This is the second post in a series. Read part 1 here.

In the last post, we learned to compile programs that return integers. This week we’ll do math to those integers. Same as last week, you can find the accompanying tests here.

Week 2: Unary Operators

This week, we’re adding three unary operators¹ (i.e. operators that only take one value):

Negation (-)

-5 = 0 - 5. In other words, it’s a regular negative number.

Bitwise complement (~)

This flips every bit in a number². For example:

4 is written as 100 in binary.
The bitwise complement of 100 is 011.
011 in decimal is 3.
So ~4 = 3.

Logical negation (!)

The boolean “not” operator. This treats 0 as “false” and everything else as “true”.

!0 = 1
!(anything else) = 0

Last week we created a compiler with three stages: a lexer, a parser, and a code generator. Now we’ll update each stage to handle these new operators.

Lexing

We just need to add each of these operators to our list of tokens. Here’s the list of tokens: tokens from last week are at the top, and new tokens are bolded at the bottom.

Open brace {
Close brace }
Open parenthesis \(
Close parenthesis \)
Semicolon ;
Int keyword int
Return keyword return
Identifier [a-zA-Z]\w*
Integer literal [0-9]+
Negation -
Bitwise complement ~
Logical negation !

We can process these new tokens exactly the same way as the other single-character tokens, like braces and parentheses.

☑ Task:

Update the lex function to handle the new tokens. It should work for all stage 1 and 2 examples in the test suite, including the invalid ones.

Parsing

Last week we defined several AST nodes, including expressions. We only defined one type of expression: constants. This week, we’ll add another type of expression, unary operations. The latest set of definitions is below.

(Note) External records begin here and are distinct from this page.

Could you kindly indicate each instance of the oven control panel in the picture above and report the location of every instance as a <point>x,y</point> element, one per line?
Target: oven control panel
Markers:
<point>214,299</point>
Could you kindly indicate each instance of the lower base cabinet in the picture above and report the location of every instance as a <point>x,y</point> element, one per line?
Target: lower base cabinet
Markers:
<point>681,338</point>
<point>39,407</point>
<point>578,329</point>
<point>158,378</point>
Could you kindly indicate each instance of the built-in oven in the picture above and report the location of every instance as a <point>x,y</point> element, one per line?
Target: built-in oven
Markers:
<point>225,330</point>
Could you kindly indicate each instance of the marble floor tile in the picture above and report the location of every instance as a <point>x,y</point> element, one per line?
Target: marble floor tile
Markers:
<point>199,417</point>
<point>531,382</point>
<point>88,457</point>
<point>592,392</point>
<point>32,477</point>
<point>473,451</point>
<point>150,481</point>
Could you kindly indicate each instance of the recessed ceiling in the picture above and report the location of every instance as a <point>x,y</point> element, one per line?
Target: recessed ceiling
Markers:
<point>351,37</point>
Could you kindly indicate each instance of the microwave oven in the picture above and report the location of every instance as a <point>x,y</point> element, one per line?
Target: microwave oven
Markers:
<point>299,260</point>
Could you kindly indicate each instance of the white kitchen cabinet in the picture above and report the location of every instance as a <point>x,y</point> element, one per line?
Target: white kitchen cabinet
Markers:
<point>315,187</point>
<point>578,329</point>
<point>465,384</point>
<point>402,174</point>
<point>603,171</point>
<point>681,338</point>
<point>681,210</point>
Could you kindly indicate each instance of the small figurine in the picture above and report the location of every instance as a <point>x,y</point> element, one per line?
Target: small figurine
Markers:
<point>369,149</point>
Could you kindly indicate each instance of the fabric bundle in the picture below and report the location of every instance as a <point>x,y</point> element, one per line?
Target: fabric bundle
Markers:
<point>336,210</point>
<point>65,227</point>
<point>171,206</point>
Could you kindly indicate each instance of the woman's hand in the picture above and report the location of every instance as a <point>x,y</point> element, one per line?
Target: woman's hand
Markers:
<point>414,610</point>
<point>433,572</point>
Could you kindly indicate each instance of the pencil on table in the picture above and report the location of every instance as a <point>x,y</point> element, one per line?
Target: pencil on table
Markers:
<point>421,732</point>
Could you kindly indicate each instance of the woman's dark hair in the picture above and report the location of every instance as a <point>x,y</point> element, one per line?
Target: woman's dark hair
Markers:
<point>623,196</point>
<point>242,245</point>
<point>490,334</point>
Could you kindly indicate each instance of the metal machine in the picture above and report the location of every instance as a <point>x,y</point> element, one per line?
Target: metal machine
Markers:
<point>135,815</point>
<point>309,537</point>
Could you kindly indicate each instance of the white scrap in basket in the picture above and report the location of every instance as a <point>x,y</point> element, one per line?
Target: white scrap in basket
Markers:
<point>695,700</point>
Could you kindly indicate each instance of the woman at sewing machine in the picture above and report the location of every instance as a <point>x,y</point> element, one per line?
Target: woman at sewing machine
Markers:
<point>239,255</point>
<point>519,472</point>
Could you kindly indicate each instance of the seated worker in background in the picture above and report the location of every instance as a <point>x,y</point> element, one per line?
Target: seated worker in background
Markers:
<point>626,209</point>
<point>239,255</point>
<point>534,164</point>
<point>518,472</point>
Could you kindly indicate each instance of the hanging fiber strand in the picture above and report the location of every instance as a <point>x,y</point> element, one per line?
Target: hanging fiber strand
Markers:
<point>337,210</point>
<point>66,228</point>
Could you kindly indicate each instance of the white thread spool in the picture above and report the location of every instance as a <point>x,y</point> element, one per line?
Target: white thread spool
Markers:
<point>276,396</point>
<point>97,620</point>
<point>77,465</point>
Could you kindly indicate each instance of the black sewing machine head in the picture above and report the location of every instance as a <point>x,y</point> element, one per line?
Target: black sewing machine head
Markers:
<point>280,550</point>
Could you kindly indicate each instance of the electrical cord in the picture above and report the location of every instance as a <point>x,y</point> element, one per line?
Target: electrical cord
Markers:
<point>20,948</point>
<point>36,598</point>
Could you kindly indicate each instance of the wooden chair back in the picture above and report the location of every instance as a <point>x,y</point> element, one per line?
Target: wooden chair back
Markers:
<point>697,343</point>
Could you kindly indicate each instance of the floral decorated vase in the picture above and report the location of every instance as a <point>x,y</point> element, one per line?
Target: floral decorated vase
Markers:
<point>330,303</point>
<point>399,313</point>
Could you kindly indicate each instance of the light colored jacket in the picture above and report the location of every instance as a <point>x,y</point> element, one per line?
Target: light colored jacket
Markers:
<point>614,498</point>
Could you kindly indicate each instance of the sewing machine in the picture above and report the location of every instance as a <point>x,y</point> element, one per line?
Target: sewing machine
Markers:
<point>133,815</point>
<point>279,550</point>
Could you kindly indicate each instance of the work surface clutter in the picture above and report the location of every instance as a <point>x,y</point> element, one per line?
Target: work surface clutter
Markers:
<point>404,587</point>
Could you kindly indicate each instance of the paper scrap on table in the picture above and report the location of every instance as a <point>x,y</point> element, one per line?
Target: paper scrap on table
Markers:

Only the definition of exp has changed.

program = Program(function_declaration)
function_declaration = Function(string, statement) //string is the function name
statement = Return(exp)
exp = UnOp(operator, exp) | Constant(int)

Now, an expression can take one of two forms - it can be either a constant, or a unary operation. A unary operation consists of the operator (e.g. ~), and the operand, which is itself an expression. For example, here’s how we could construct the expression ~3:

c = Const(3)
exp = UnOp(COMPLEMENT, c)

Our definition of expressions is recursive - expressions can contain other expressions!

This is an expression: !3

So is this: !~-4

So is this: !!!!!!!-~~-!3

We need to update our formal grammar too:

<program> ::= <function>
<function> ::= "int" <id> "(" ")" "{" <statement> "}"
<statement> ::= "return" <exp> ";"
<exp> ::= <unary_op> <exp> | <int>
<unary_op> ::= "!" | "~" | "-"

Because the definition of an expression is recursive, the function to parse an expression should also be recursive. Here’s the pseudocode for parsing an expression:

def parse_expression(tokens):
    tok = tokens.next()
    if tok.type == "INT":
        //parse this the same way as before, return a Const node
    else:
        op = get_operator(tok) //convert token to unary_op AST element - fail if token isn't "!", "~" or "-"
        inner_exp  = parse_expression(tokens) //HOORAY, RECURSION - this will pop more tokens off the stack
        return UnOp(op, inner_exp)

☑ Task:

Update your expression-parsing function to handle unary operations. It should successfully parse all valid stage 1 and 2 examples in the test suite, and fail on all invalid stage 1 and 2 examples.

Code Generation

Negation and bitwise complement are super easy; each of them can be accomplished with a single assembly instruction.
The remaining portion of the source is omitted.